Semantics, then, does not deal with the “meaning of words” as that expression is commonly understood. P. W. Bridgman, the Nobel Prize winner and physicist, once wrote, “The true meaning of a term is to be found by observing what a man does with it, not by what he says about it.”. He made an enormous contribution to science by showing that the meaning of a scientific term lies in the operations, the things done, that establish its validity, rather than in verbal definitions.
Here is a simple, everyday kind of example of “operational” definition. If you say, “This table measures six feet in length,” you could prove it by taking a foot rule, performing the operation of laying it end to end while counting, “One...two...three...four...”. But if you say— and revolutionists have started uprisings with just this statement “Man is born free, but everywhere he is in chains!”—what operations could you perform to demonstrate its accuracy or inaccuracy?
But let us carry this suggestion of “operationalism" outside the physical sciences where Bridgman applied it, and observe what “operations” people perform as the result of both the language they use and the language other people use in communicating to them. Here is a personnel manager studying an application blank. He comes to the words “Education: Harvard University,” and drops the application blank in the wastebasket (that’s the “operation”) because, as he would say if you asked him, “I don’t like Harvard men.” This is an instance of "meaning” at work—but it is not a meaning that can be found in dictionaries.
If I seem to be taking a long time to explain what semantics is about, it is because I am trying, in the course of explanation, to introduce the reader to a certain way of looking at human behavior. I say human responses because, so far as we know, human beings are the only creatures that have, over and above that biological equipment which we have in common with other creatures, the additional capacity for manufacturing symbols and systems of symbols. When we react to a flag, we are not reacting simply to a piece of cloth, but to the meaning with which it has been symbolically endowed. When we react to a word, we are not reacting to a set of sounds, but to the meaning with which that set of sounds has been symbolically endowed.

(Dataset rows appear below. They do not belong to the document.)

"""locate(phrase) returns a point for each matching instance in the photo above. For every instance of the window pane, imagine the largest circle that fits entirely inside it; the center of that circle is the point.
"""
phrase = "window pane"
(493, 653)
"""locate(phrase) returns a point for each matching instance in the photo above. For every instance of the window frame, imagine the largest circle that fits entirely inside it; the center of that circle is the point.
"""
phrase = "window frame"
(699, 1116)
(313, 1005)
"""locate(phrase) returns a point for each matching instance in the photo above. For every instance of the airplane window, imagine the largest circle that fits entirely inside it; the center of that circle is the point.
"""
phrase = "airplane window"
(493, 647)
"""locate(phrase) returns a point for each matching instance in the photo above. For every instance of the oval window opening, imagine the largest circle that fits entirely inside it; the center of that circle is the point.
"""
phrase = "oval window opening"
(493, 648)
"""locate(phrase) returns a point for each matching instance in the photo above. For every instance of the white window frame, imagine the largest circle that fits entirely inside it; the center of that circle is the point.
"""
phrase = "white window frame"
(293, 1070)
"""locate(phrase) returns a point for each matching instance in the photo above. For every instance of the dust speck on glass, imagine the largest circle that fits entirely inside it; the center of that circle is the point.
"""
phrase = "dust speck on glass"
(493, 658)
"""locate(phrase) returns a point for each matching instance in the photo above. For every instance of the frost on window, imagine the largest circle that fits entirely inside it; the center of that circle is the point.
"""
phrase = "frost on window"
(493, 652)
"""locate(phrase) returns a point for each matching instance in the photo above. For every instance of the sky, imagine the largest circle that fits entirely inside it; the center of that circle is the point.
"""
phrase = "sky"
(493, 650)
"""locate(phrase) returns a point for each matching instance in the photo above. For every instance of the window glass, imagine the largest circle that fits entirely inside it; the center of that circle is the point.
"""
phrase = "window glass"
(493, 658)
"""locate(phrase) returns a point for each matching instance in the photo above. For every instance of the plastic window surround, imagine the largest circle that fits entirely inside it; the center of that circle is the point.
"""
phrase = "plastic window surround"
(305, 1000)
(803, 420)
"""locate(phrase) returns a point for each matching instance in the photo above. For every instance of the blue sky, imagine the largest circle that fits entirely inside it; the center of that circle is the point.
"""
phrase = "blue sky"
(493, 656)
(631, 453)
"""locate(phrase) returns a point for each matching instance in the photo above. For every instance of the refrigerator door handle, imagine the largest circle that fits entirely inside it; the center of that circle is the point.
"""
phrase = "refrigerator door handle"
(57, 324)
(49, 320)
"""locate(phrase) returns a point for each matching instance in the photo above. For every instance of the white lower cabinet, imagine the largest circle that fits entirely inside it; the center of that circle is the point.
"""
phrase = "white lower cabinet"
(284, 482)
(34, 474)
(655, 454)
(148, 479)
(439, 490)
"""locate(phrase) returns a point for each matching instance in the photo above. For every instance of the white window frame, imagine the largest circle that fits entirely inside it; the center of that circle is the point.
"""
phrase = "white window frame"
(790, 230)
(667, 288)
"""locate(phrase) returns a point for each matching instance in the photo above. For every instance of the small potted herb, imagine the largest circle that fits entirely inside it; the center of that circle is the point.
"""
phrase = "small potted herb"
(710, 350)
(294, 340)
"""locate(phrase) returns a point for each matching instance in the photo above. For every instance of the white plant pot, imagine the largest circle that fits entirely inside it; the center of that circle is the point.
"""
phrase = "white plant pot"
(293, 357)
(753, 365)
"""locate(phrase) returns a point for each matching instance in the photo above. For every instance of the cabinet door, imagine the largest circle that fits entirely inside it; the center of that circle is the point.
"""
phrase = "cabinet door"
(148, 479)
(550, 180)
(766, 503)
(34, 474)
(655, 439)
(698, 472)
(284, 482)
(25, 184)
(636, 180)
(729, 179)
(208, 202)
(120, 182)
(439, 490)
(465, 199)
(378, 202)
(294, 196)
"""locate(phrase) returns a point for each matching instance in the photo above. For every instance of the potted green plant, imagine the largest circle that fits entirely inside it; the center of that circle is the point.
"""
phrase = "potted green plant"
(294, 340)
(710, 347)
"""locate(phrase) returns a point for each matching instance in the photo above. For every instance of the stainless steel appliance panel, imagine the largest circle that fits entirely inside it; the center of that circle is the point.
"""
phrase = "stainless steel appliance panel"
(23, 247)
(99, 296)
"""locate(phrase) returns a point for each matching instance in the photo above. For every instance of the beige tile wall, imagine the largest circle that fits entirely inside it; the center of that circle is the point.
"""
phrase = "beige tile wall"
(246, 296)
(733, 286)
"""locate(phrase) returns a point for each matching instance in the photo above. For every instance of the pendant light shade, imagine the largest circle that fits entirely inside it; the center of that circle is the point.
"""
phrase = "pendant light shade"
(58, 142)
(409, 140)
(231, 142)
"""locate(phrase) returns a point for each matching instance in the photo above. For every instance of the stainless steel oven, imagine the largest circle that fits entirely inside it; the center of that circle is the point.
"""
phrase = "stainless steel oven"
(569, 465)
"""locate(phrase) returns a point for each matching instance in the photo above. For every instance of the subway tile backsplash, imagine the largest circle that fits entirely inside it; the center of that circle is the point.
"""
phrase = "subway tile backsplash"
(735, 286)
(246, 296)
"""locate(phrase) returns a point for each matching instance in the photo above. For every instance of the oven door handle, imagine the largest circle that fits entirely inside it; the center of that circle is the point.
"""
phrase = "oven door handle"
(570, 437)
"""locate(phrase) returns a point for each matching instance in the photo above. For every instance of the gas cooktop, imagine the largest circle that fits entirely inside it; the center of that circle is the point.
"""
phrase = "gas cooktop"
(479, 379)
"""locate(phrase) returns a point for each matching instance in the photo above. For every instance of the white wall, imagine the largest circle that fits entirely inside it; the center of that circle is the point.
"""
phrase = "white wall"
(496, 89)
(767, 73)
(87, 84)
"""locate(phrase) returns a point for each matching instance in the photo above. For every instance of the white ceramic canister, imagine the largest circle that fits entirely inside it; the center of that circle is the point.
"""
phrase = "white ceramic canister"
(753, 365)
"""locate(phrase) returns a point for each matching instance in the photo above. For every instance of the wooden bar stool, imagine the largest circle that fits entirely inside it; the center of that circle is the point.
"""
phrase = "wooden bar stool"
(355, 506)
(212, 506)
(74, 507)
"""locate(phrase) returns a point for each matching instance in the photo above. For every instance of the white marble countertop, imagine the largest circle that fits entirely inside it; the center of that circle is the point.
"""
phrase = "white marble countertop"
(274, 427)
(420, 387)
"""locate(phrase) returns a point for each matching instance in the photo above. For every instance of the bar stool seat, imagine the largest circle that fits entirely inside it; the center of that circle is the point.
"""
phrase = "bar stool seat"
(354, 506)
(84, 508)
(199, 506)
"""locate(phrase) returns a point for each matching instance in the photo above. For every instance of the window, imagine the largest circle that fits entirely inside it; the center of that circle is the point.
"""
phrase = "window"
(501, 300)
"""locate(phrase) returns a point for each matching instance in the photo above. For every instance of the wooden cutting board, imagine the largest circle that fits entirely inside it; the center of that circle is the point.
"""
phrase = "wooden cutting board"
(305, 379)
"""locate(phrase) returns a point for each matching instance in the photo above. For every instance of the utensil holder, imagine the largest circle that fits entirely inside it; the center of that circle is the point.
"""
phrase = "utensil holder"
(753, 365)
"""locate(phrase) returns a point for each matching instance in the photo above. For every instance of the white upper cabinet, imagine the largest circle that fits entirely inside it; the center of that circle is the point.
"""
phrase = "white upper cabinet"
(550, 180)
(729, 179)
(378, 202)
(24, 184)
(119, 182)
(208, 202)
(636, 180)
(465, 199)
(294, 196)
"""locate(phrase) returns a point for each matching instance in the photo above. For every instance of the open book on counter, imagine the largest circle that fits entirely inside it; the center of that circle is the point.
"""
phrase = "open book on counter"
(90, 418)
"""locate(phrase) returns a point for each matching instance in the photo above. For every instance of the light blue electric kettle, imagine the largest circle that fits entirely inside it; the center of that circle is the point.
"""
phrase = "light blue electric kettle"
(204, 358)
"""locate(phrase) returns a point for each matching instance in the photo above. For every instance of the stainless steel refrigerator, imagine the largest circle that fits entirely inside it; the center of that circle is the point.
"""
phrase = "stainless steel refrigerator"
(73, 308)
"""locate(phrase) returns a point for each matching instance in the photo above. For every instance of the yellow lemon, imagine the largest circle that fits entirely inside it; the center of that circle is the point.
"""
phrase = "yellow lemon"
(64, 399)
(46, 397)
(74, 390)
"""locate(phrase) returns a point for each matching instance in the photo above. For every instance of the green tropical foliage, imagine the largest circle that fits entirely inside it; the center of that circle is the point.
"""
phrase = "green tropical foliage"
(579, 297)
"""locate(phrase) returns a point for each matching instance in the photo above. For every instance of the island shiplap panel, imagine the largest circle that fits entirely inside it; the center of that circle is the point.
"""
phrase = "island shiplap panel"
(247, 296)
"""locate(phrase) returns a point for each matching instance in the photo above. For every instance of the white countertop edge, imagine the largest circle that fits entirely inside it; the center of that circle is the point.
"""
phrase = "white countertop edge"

A basic idea in general semantics, therefore, is that the meaning of words (or other symbols) is not in the words, but in our own semantic reactions. If I were to tell a shockingly obscene story in Arabic or Hindustani or Swahili before an audience that understood only English, no one would blush or be angry; the story would be neither shocking nor obscene-induced, it would not even be a story. Likewise, the value of a dollar bill is not in the bill, but in our social agreement to accept it as a symbol of value. If that agreement were to break down through the collapse of our government, the dollar bill would become only a scrap of paper. We do not understand a dollar bill by staring at it long and hard. We understand it by observing how people act with respect to it. We understand it by understanding the social mechanisms and the loyalties that keep it meaningful. Semantics is therefore a social study, basic to all other social studies.